Der israelische Finanzminister Bezalel Smotrich ruft die Palästinenser im Gazastreifen zur freiwilligen Emigration auf. Der Küstenstreifen könne nicht unabhängig überleben, erklärte der rechtsextreme Politiker am Dienstag. Daher sei es besser, die Palästinenser würden von dort in andere Länder ziehen. Arabische Staaten haben mehrfach eine Vertreibung der Palästinenser aus dem Gazastreifen als inakzeptabel bezeichnet.
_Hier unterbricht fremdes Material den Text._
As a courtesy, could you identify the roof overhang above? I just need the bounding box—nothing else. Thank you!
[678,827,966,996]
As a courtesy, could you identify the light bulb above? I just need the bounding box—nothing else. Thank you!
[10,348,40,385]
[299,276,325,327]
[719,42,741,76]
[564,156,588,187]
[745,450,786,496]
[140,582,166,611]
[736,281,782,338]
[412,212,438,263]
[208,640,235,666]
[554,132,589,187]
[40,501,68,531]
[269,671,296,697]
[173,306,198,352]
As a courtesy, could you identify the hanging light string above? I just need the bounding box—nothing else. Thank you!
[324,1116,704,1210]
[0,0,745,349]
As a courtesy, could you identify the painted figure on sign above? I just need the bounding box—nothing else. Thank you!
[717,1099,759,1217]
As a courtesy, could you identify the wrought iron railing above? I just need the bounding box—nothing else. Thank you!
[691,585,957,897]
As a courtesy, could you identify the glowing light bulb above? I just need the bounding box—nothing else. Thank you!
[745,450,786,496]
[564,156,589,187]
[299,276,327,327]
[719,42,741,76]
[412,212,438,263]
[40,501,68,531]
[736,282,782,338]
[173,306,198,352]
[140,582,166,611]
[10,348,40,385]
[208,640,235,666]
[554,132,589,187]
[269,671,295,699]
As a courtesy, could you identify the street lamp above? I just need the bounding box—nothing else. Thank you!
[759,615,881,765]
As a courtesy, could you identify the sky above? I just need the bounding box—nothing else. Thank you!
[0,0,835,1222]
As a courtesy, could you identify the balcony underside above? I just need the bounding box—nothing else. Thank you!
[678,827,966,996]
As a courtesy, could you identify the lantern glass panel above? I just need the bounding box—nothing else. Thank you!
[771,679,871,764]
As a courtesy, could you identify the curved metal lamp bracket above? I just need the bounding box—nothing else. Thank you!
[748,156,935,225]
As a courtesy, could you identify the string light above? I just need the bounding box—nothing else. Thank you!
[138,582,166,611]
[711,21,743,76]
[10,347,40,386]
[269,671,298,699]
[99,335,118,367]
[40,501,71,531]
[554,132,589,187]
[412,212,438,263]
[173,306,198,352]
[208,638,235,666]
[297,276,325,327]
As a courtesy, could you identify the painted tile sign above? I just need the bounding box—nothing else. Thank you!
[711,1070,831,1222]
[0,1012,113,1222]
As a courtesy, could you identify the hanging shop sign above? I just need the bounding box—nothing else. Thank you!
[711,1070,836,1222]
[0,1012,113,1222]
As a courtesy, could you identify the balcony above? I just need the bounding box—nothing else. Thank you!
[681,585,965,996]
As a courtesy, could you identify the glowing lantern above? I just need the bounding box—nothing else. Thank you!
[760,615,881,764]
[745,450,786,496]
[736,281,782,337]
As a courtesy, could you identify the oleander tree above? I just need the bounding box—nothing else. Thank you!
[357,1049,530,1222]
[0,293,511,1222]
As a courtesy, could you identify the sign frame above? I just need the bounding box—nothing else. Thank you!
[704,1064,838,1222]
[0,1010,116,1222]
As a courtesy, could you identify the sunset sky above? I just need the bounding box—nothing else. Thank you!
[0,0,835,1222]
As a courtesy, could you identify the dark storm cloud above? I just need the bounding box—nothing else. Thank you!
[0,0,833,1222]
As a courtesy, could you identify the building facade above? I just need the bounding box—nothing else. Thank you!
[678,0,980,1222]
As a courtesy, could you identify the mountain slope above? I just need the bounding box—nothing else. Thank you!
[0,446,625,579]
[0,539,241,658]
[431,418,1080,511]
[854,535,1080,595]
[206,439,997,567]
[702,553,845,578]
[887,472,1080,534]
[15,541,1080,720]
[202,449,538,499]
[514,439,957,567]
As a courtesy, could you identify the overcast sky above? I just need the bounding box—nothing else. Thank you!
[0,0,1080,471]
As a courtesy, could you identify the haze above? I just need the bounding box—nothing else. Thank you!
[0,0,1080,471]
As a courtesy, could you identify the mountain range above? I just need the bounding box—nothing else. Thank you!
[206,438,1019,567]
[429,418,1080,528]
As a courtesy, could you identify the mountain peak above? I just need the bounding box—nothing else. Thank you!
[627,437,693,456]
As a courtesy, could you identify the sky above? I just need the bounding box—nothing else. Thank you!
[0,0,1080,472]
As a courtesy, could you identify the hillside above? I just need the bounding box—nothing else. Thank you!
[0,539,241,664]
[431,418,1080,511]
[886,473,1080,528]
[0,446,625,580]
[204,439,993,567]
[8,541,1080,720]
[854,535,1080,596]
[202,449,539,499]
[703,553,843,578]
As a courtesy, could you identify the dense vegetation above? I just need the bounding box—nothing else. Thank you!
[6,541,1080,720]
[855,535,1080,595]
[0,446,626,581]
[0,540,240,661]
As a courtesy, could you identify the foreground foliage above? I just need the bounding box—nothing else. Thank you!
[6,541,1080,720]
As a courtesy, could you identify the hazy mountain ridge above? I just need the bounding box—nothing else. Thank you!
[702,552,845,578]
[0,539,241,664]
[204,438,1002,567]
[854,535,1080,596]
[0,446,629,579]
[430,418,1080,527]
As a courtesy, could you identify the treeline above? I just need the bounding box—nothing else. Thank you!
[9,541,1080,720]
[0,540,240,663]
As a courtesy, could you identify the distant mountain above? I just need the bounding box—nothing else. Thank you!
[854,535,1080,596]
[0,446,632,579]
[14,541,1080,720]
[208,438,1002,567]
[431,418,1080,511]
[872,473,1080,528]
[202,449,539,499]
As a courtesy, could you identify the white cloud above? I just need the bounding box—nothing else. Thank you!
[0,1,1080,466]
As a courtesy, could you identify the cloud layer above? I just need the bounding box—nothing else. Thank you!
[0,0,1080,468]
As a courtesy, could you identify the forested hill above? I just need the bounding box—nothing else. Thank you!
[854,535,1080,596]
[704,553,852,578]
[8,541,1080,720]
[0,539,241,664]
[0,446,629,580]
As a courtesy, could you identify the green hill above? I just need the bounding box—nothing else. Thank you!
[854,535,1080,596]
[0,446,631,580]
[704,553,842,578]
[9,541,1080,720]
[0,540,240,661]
Smotrich, der an der Spitze einer der beiden religiös-nationalistischen Parteien in der rechts-konservativen Koalition von Ministerpräsident Benjamin Netanjahu steht, unterstützt mit seinen Äußerungen die Forderung zweier israelischer Abgeordneter. Diese hatten in einem Beitrag für die Zeitung "Wall Street Journal" geschrieben, andere Länder sollten Familien aus dem Gazastreifen aufnehmen, die auswandern wollten. Dies schürt die Sorge in der arabischen Welt, dass Israel die Palästinenser aus dem Gazastreifen vertreiben wolle, in dem sie zusammen mit dem Westjordanland ihren eigenen Palästinenser-Staat gründen wollen. Damit würde sich auch die Massenvertreibung der Palästinenser im Zuge der Gründung Israels im Jahr 1948 wiederholen. Die Nakba - Deutsch Katastrophe oder Unglück - vor 75 Jahren hat sich tief eingegraben ins Bewusstsein der arabischen Welt. Damals wurden rund 700.000 Palästinenser aus ihrer angestammten Heimat im früheren britischen Mandatsgebiet Palästina vertrieben. Viele von ihnen kamen in Flüchtlingslagern anderer arabischer Staaten unter, zum Beispiel in Jordanien.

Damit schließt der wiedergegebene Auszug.